Indeed, the acquisition of metabolic activities from donor cells to heterologous recipients may have taken place since Archaean times. However, how can the newly acquired genes be brought into the pre-existing regulatory system of the host organism?
It is reasonable to assume that mutational adjustment of pre-existing promoter sequences would take place. This issue can be analyzed under laboratory conditions, by transferring genes for a given metabolic route from a donor organism into a heterologous recipient lacking that pathway, and whose transcriptional apparatus does not recognize the regulatory signals of the donor DNA.

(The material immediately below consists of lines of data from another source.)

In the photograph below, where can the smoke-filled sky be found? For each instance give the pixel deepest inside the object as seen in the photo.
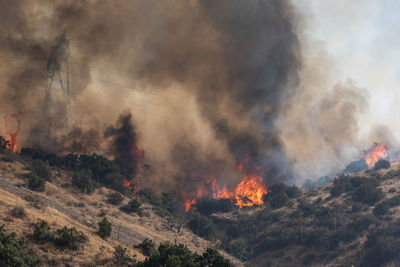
(298, 87)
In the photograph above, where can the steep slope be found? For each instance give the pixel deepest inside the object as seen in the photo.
(62, 204)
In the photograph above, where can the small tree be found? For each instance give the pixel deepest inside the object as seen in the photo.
(42, 169)
(147, 247)
(83, 180)
(105, 228)
(36, 183)
(121, 257)
(42, 233)
(132, 206)
(115, 198)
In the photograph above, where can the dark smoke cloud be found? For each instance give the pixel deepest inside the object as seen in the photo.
(237, 59)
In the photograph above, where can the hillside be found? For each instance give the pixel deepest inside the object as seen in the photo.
(62, 204)
(352, 221)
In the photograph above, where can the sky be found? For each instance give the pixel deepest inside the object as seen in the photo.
(361, 37)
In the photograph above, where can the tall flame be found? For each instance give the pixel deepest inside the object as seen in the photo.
(249, 192)
(376, 153)
(12, 133)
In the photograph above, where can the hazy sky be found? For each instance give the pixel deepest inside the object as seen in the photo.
(362, 37)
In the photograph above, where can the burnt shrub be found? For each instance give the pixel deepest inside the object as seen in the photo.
(115, 198)
(150, 196)
(367, 193)
(382, 164)
(202, 226)
(41, 232)
(41, 169)
(105, 228)
(147, 247)
(69, 238)
(121, 257)
(280, 193)
(208, 206)
(14, 251)
(132, 206)
(35, 182)
(83, 181)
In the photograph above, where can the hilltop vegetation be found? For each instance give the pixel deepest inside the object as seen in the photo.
(353, 219)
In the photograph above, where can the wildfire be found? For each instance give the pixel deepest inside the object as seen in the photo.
(130, 184)
(12, 133)
(375, 153)
(249, 192)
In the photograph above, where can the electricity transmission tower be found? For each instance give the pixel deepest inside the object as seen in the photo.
(57, 96)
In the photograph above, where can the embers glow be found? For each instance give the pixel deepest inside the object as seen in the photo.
(12, 133)
(376, 153)
(249, 192)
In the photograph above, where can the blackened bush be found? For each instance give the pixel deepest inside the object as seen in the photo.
(115, 198)
(14, 252)
(147, 247)
(105, 228)
(202, 226)
(69, 238)
(150, 196)
(367, 193)
(41, 169)
(121, 257)
(381, 209)
(83, 180)
(35, 182)
(132, 206)
(42, 233)
(382, 164)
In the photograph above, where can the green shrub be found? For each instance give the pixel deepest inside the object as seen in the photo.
(147, 247)
(179, 255)
(115, 198)
(42, 232)
(121, 257)
(36, 183)
(132, 206)
(18, 212)
(69, 238)
(14, 252)
(83, 180)
(105, 228)
(381, 209)
(202, 226)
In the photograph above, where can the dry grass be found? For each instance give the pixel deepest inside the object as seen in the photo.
(61, 204)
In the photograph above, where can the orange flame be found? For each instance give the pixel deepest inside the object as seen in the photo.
(12, 134)
(249, 192)
(376, 153)
(130, 184)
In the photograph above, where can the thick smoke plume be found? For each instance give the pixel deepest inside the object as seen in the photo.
(206, 80)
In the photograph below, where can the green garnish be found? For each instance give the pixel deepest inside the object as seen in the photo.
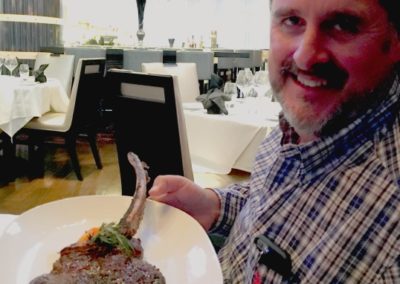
(109, 234)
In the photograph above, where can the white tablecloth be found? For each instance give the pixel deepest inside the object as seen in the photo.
(20, 101)
(219, 143)
(5, 219)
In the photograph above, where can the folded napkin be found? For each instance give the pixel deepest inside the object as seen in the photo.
(39, 74)
(214, 101)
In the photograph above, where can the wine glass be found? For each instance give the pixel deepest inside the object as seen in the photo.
(11, 62)
(261, 83)
(24, 71)
(243, 81)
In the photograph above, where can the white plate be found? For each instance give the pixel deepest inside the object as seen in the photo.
(172, 240)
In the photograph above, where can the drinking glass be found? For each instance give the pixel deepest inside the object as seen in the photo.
(243, 83)
(261, 83)
(11, 62)
(24, 71)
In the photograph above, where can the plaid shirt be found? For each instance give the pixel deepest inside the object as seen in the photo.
(332, 204)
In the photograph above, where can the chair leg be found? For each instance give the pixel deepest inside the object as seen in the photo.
(95, 150)
(7, 160)
(71, 148)
(36, 158)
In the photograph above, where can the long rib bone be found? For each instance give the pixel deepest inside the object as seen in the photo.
(129, 223)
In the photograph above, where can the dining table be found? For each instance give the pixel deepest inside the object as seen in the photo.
(219, 143)
(21, 100)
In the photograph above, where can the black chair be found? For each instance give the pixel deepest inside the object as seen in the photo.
(148, 120)
(79, 120)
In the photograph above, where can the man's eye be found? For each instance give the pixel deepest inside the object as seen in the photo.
(292, 21)
(344, 24)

It has been reported that under starvation conditions recognition by the host of the transcription signals of the donor DNA can be adjusted to the host transcriptional milieu. There are experimental evidences that when either a promoterless (or harboring transcription promoters not recognized by the host RNA polymerase) cluster of biosynthetic genes (involved in histidine biosynthesis), catabolic genes (Pseudomonas phe genes) or an antibiotic resistance gene (E. coli cam gene) is transferred from a donor bacterium to a heterologous strain initially unable to recognize the transcriptional signal of the donor gene(s), regulatory point mutations occurring under stress conditions can lead to the activation of the donor DNA by the host RNA polymerase on a very short timescale.
In addition to point mutations, the movement of mobile elements, such as transposons, from the host genome to the introgressed plasmid may be responsible for the activation of promoterless genes. Hence, the genetic and molecular analysis showed that, under stress conditions, the transcriptional barriers to the heterologous gene expression were overcome by the occurrence of genetic changes in the donor plasmid, leading to mutated sequences that were efficiently recognized by the host RNA polymerase. By assuming that the processes involved in acquiring new metabolic abilities are comparable to those found in natural populations, it is plausible that during the early stages of cellular evolution entire metabolic pathways might have been spread through the bacterial communities via HGT and adaptation of existing promoters to the new genetic background(s).